Watching what has been happening over at Yahoo over the past few months is sad. It seems every notable blogger in and out of Silicon Valley has been critical of CEO Jerry Yang and board regarding the present (failed merger with Microsoft) and future (vision?) of Yahoo.
Back in May, a good friend, Jeff Nolan, posted a very critical observation of the company based on a meeting he had at their headquarters…
What struck me about the meeting was how little energy there is on that campus, it’s a dreadful place to be, even if just briefly. The other folks in the meeting just went through the motions. I saw the look in their eyes and knew what it meant, that “even though this may be a good idea, it ain’t gonna happen for reasons we have no control over.” In retrospect, I wish they just came out and said that from the get-go, we could have saved everyone’s time.
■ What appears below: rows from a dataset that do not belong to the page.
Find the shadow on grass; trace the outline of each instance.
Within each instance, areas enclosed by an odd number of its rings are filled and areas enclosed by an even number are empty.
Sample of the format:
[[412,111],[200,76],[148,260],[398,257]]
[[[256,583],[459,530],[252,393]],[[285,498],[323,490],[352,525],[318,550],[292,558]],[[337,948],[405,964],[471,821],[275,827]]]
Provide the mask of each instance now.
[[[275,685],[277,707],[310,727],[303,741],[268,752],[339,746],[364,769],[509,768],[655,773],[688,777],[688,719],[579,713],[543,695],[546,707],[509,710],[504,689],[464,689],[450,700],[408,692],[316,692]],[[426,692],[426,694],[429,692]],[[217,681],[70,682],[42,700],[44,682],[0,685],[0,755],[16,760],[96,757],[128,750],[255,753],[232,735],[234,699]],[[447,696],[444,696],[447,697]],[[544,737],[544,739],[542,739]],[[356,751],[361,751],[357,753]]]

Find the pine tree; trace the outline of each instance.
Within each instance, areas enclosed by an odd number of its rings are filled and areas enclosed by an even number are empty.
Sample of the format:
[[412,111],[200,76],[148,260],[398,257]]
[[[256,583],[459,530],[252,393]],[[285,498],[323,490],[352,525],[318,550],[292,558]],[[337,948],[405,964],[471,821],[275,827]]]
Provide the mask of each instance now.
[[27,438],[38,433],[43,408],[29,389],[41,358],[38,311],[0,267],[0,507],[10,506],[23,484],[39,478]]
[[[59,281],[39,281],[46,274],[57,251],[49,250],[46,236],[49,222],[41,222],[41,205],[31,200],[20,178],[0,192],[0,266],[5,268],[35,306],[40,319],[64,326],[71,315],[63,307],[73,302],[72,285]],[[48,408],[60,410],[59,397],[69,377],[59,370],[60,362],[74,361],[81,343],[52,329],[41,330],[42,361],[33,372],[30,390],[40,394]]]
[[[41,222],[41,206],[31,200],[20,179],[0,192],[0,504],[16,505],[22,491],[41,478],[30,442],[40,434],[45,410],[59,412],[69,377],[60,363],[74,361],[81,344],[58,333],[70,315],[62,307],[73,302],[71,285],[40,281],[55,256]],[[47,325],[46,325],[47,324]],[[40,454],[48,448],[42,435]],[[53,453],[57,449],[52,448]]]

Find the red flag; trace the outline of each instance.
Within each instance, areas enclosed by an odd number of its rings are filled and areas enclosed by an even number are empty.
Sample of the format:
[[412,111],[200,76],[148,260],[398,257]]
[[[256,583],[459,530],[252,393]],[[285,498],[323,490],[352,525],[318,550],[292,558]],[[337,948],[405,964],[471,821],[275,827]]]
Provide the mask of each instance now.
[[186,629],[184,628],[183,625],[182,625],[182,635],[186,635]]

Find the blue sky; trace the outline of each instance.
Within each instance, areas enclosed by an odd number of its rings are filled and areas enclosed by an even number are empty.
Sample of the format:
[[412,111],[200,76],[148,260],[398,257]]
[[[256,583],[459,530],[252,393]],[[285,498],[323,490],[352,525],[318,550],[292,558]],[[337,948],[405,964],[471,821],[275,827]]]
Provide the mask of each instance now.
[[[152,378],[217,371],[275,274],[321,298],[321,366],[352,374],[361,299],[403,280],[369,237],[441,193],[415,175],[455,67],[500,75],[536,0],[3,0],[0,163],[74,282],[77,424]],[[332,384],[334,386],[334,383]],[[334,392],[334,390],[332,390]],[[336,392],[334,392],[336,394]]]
Fast forward just six weeks from Jeff’s post and what we have seen is literally the company and its executive ranks implode in front of our eyes. In fact, three additional top executives resigned today. TechCrunch has even begun to track the departed executives.
So why the rapid and dramatic implosion?
- Drowning Stock options. The Microsoft merger, at $38/share, would have been a nice reward to many of the executives sitting on loads of options. Now that the merger has dissolved , the options are now worth around $22/share (today’s price), a significant reduction in each executives’ net worth.
- In-Demand Employees. Yahoo is a nice brand to have on the resume. Especially if it has been on there for more than 7-8 years. Many of the executives are being wine-and-dined by the valley’s venture firms to either lead one of their portfolio companies or take a seat in their offices until they stumble on an idea, or company, to lead.
- The Entrepreneurial Itch. Many of the executives at Yahoo came from one of their acquired companies. These individuals have made lots of money and are idea creators not managers.
What could Yahoo have done to prevent the detrimental current state? Good question. The Microsoft acquisition may or may not have helped. Obviously, though, many of the executives have lost faith in the company and its leadership and it would be naive to think these exodus’ haven’t had an serious, negative effect on the entire workforce.
What is (or should be) important to Yahoo right now is bench strength. Since it will be virtually impossible to replace many of the leaders and exiting workforce, the company will be forced to rely on the support of their bench contributors to define the future.
I guess we will quickly see if Yahoo can quickly adapt their talent management strategy.